Schwäbische Zeitung (Bad Saulgau)
Das lange Warten
Ein Stromausfall sorgt für Chaos am verkehrsreichsten Flughafen der Welt in Atlanta
ATLANTA (dpa) - Mit einem lauten Klack fährt der Generator hoch. Von einem Mast fällt Flutlicht auf eine Halle des Hartsfield Jackson Atlanta International Airport. Er wird in der Nacht zum Montag für Stunden eine der wenigen Energiequellen sein, die es am verkehrsreichsten Flughafen der Welt gibt. Kompletter Stromausfall. Flugzeuge, Türen, Förderbänder, Klimaanlagen, so gut wie alles steht still. 30 000 Betroffene, eine Woche vor Weihnachten – Stillstand im Herzen der Mobilität, wo Fliegen und Unterwegssein so selbstverständlich sind wie Lunch oder Schlafen.

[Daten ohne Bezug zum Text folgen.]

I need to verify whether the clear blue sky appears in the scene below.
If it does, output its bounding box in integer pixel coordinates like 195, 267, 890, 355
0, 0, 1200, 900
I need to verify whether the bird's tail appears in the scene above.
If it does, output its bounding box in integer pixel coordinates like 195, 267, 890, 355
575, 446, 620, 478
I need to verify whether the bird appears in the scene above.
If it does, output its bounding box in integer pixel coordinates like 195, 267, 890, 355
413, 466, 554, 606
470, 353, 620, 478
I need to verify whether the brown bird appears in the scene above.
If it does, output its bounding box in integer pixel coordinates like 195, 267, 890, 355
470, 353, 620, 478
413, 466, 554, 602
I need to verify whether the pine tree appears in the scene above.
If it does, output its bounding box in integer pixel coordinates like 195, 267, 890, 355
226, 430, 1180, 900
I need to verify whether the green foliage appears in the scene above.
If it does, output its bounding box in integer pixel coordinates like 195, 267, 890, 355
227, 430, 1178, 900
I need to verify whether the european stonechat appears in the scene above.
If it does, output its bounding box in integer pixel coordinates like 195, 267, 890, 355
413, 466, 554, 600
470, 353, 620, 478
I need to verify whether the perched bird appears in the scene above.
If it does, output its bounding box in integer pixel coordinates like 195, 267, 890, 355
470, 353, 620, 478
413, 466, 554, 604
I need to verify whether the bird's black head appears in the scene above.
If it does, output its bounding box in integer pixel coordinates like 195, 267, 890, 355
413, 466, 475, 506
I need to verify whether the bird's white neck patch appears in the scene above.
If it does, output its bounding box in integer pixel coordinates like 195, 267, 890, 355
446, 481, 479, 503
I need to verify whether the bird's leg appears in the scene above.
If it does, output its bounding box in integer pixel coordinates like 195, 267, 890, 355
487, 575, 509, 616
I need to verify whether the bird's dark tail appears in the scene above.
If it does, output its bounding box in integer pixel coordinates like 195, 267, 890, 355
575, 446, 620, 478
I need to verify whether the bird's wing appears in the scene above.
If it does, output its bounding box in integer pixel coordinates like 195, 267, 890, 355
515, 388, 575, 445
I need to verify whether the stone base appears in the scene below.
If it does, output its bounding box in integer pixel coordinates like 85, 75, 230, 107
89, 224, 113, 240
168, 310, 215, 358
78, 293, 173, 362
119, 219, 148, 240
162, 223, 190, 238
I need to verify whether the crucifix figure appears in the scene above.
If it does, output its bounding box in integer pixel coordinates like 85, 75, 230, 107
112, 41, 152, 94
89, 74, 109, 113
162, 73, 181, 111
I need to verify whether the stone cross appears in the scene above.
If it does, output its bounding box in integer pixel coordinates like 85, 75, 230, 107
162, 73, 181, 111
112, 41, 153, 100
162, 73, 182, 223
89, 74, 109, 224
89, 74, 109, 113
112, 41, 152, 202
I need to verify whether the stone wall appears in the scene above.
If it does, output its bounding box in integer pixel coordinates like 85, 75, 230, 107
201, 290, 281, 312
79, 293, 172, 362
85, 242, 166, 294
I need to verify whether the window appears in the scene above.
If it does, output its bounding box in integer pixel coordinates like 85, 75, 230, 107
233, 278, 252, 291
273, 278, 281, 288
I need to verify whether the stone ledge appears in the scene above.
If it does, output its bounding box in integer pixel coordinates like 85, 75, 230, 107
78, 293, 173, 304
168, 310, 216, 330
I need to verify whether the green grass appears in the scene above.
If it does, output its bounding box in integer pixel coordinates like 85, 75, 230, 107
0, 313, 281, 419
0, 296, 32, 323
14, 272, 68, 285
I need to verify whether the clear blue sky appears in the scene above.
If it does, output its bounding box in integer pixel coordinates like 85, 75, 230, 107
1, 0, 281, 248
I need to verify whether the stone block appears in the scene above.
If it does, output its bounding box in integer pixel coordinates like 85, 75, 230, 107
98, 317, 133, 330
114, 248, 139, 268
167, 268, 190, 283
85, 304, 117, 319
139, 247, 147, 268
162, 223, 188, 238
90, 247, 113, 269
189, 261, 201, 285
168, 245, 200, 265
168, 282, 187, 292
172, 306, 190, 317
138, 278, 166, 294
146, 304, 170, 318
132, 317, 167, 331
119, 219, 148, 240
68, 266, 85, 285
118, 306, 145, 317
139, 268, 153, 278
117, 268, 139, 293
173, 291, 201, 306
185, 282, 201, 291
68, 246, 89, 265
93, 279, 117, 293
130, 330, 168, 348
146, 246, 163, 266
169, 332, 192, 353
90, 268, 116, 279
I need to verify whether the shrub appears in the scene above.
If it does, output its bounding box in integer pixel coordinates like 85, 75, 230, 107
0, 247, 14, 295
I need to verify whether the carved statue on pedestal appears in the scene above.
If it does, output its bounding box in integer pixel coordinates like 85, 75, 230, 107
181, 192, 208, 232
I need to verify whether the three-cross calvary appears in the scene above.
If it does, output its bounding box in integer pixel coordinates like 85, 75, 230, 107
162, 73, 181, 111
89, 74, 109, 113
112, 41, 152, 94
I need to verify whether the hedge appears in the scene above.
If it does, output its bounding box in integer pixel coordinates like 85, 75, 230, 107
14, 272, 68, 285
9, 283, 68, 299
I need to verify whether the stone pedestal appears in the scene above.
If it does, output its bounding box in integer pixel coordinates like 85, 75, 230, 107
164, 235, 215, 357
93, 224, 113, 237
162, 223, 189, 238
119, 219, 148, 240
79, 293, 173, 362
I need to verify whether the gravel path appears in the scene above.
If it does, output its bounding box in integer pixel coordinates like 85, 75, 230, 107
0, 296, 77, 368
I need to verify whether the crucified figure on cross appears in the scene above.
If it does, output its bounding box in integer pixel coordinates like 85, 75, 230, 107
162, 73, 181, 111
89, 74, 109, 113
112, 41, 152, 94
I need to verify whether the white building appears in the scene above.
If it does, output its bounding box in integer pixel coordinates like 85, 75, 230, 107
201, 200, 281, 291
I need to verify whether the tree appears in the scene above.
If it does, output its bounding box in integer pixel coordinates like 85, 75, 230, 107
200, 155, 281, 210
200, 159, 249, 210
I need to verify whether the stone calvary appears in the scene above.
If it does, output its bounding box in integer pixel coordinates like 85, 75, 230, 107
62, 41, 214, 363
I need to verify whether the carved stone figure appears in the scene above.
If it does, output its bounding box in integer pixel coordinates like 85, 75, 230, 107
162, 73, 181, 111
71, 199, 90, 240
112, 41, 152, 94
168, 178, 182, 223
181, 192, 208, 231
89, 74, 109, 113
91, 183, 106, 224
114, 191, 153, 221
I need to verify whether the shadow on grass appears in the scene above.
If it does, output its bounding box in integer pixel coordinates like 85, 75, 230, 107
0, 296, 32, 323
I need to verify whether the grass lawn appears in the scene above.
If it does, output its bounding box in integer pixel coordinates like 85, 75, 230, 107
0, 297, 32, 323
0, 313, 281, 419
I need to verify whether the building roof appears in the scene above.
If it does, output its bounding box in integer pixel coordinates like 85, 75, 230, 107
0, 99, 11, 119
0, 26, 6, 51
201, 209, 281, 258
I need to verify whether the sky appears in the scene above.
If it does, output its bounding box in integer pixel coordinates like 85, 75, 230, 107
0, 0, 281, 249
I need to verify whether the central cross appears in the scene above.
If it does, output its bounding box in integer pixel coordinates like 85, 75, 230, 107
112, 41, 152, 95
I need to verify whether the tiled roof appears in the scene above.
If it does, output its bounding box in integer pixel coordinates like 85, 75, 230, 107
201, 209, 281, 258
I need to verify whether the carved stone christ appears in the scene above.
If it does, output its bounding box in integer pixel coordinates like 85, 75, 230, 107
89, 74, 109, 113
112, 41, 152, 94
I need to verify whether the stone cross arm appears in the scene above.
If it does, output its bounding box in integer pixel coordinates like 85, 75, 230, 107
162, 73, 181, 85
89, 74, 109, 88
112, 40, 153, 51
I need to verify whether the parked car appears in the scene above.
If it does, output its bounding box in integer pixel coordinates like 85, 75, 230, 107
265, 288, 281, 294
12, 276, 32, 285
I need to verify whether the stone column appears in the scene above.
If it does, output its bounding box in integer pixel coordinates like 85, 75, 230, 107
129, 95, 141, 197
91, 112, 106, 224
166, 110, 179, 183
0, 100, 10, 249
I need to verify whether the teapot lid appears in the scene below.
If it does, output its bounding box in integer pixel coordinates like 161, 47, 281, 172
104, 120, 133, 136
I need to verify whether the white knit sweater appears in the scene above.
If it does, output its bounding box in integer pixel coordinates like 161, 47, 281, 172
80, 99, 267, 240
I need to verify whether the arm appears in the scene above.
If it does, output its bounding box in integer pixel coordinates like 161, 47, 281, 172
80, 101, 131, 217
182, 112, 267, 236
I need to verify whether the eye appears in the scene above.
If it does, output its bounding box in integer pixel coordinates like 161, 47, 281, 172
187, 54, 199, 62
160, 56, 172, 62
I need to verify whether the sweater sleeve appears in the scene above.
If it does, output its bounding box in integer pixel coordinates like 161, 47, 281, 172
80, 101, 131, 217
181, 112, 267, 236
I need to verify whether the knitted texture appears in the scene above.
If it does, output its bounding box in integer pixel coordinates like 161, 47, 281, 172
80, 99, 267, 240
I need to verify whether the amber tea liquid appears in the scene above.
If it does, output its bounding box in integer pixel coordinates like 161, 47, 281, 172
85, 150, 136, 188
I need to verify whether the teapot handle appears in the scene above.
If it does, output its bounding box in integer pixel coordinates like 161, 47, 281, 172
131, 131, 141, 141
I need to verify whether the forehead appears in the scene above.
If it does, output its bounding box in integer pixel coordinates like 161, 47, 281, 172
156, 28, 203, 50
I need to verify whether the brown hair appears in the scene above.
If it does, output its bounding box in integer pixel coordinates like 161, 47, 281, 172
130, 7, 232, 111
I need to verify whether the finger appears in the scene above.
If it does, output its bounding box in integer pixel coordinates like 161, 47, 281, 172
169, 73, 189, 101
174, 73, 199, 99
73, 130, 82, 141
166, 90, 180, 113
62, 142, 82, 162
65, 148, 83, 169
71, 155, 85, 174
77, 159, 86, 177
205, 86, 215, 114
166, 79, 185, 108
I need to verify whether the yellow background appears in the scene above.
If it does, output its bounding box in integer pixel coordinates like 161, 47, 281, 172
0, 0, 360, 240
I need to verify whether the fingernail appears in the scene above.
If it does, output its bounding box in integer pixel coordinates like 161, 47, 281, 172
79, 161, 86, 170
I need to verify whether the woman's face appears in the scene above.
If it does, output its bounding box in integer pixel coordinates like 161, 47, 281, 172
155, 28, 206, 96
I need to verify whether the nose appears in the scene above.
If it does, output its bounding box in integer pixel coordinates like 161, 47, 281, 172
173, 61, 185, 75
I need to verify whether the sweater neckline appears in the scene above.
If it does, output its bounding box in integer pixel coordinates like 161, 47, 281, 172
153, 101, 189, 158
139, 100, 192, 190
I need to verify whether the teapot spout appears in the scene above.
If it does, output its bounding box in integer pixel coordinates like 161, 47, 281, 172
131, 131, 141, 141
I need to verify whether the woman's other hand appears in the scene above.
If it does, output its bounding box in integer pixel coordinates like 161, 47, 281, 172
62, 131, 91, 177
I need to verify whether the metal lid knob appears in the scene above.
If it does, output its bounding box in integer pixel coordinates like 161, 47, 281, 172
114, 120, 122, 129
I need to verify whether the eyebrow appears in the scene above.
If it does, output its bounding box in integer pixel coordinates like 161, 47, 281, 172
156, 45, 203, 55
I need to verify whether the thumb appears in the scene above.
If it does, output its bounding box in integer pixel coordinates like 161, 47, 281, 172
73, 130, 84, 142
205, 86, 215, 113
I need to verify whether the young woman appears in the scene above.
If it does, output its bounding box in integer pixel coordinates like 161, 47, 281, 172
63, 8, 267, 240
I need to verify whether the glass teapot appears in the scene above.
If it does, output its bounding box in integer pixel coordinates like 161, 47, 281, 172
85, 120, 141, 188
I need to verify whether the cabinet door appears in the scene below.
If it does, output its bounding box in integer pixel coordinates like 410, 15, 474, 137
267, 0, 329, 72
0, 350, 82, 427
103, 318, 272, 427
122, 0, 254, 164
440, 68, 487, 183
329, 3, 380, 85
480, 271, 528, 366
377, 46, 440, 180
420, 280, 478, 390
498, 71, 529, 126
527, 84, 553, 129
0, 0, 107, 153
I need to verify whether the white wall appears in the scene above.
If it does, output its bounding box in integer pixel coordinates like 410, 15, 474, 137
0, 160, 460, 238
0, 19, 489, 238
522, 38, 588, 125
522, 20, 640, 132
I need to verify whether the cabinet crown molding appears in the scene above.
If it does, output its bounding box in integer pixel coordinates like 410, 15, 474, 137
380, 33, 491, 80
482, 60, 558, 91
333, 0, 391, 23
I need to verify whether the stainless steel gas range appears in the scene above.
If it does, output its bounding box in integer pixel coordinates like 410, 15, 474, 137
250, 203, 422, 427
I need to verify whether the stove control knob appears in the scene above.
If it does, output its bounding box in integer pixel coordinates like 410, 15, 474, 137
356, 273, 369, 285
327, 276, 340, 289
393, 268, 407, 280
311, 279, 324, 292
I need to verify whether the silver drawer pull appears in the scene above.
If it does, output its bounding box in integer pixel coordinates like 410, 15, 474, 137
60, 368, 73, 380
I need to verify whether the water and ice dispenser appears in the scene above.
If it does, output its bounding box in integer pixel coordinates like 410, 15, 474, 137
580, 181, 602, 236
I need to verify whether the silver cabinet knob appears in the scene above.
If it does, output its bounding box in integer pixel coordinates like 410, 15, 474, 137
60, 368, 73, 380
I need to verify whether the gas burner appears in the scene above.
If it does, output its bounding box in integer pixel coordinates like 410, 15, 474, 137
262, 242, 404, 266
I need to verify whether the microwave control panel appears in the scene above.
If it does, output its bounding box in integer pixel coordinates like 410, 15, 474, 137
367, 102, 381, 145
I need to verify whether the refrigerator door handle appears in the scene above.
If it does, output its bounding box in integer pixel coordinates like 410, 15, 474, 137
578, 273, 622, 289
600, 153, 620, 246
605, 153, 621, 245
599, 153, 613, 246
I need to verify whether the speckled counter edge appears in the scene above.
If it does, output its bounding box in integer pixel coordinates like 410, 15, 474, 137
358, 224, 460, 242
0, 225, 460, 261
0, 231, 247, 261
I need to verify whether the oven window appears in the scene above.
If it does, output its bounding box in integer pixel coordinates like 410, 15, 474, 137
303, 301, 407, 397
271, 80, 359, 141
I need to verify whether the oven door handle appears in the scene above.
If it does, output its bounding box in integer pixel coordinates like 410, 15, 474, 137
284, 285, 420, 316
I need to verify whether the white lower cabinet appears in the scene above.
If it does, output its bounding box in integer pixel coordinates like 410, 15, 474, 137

Mehr als 104 Millionen Passagiere jährlich zählt dieser Flughafen laut Airport International Council,2500 Starts und Landungen pro Tag. Sofort sendet der Stillstand Schockwellen durch den Flugverkehr nicht nur in den USA. 1175 Flüge von und nach Atlanta wurden gecancelt, hat die Webseite Flight Aware gezählt. Hunderte weitere sind es am Montag.
Videos in sozialen Netzwerken zeigen nicht nur den Flutlichtmasten, sondern auch Dutzende Flugzeuge, die nach dem Ausfall wie an einer Schnur aufgereiht auf dem Rollfeld stehen. Manche Fluggäste mussten fünf Stunden und mehr an Bord ausharren – das Wasser ging zur Neige, Toiletten waren an der Kapazitätsgrenze. Nun sind Amerikaner im Vergleich zu anderen Nationalitäten extrem duldsam, was etwaige Störungen im Betriebsablauf anbelangt – aber dieser Ausfall war vielleicht doch etwas viel.
„Die Fünf-Stunden-Marke ist der Punkt, an dem es mir dann reicht“, twitterte CNN-Reporterin Betsy Klein von Bord einer der gestrandeten Maschinen. Sieben Stunden sollten es für sie werden. Aus anderen Flugzeugen stiegen erste Gäste aus, teils mussten sie die Maschinen über Leitern verlassen. Mitarbeiter wiesen mit Leuchtstäben den Weg. Nach 22 Uhr war die letzte Maschine leer.
Im Gebäude, so berichten Fluggäste, gab es über Stunden eine mechanische Stimme: „Warten Sie auf weitere Informationen“, begleitet vom gleichmäßigen Zucken vereinzelter Alarmlichter. „Es war echt finster“, sagte Heather Kerwin zu CNN, „richtig apokalyptisch“.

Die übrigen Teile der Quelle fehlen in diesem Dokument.